RENEWABLES GROUP LOOKS TO SHAPE TALK ON NATIONAL CLEAN ELECTRICITY STANDARD: The American Council on Renewable Energy is outlining its vision for a national renewable electricity standard that could require at least 50% of electricity sales be zero-emitting power. Their white paper, released Wednesday, is a first step to add policy detail to a concept already being floated by some on Capitol Hill.

Most important for any renewable electricity standard, ACORE says, is that it requires at least 50% renewables, allows a broad range of renewable technologies to qualify, includes alternative ways to get credit, and doesn’t preempt state-level programs.

One thing to watch: How discussion evolves on dealing with stranded fossil fuel energy assets under any renewables standard.

ACORE has a few suggestions — including restricting utilities from buying power from any carbon-emitting facilities built more than two years after any policy’s enactment.

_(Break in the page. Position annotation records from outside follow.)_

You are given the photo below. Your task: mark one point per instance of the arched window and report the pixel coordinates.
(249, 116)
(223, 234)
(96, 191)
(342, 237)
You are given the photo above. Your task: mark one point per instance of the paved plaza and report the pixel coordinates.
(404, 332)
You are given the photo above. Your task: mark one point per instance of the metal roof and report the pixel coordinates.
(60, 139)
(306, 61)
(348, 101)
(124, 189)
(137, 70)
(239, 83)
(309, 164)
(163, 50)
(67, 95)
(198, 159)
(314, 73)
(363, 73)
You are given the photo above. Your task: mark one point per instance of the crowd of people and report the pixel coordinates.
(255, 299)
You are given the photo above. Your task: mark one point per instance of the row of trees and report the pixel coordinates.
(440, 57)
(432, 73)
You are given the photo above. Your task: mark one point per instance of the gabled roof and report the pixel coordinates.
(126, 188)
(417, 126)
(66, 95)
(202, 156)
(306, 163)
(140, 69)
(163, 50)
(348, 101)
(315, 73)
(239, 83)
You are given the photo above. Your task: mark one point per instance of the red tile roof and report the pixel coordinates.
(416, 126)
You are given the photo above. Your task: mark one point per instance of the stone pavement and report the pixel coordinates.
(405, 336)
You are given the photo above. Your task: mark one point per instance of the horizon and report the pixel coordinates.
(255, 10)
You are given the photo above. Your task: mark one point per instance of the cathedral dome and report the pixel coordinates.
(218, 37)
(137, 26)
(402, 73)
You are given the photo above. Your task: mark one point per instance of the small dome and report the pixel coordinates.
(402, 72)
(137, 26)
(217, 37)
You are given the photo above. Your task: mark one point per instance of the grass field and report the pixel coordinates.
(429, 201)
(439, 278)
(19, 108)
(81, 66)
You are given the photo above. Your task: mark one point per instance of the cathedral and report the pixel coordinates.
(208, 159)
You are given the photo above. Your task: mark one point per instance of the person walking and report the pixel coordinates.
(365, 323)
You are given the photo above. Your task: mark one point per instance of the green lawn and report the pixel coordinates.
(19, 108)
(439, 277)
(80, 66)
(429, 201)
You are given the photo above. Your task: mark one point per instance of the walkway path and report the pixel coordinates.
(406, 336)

Such a restriction, however, would likely anger fossil fuel developers, particularly as utilities announce new natural gas builds.

The Rundown

New York Times EPA bypassed its West Coast team as a feud with California escalated

Reuters US ‘deeply concerned’ about untrackable China ships carrying Iran oil

Bloomberg A fortune lies in Canada’s oil sands. Many voters want to leave it there

NPR: As the climate warms, companies are scrambling to calculate the risk to their profits

Houston Chronicle: Formosa Plastics settles Lavaca Bay pollution case for $50 Million

Calendar

WEDNESDAY | OCTOBER 16

Noon to 5:30 p.m. Rayburn Foyer. The Smithsonian’s National Museum of Nuclear Science and History will be hosting an interactive exhibit as part of Nuclear Science Week. House Majority Whip Jim Clyburn, D-S.C., will be giving remarks 2:15 p.m. and Rep. Jeff Duncan, R-S.C. will speak at 4:30.

THURSDAY | OCTOBER 17

9 a.m. 2020 Rayburn. The House Select Committee on the Climate Crisis holds a hearing on “Solving the Climate Crisis: Cleaner, Stronger Buildings.”

10 a.m., 1324 Longworth. The House Natural Resources Committee’s Subcommittee on Energy Mineral Resources holds a hearing on “The Case for Climate Optimism: Realistic Pathways to Achieving Net Zero Emissions.”

10 a.m. 406 Dirksen. The Senate Environment and Public Works Committee’s Subcommittee on Clean Air and Nuclear Safety holds a hearing on “Reducing Emissions While Driving Economic Growth: Industry-led Initiatives.”

10:30 am. 366 Dirksen. The Senate Environment and Natural Resources Committee holds a hearing to “examine the status of the Strategic Petroleum Reserve and related energy security issues.”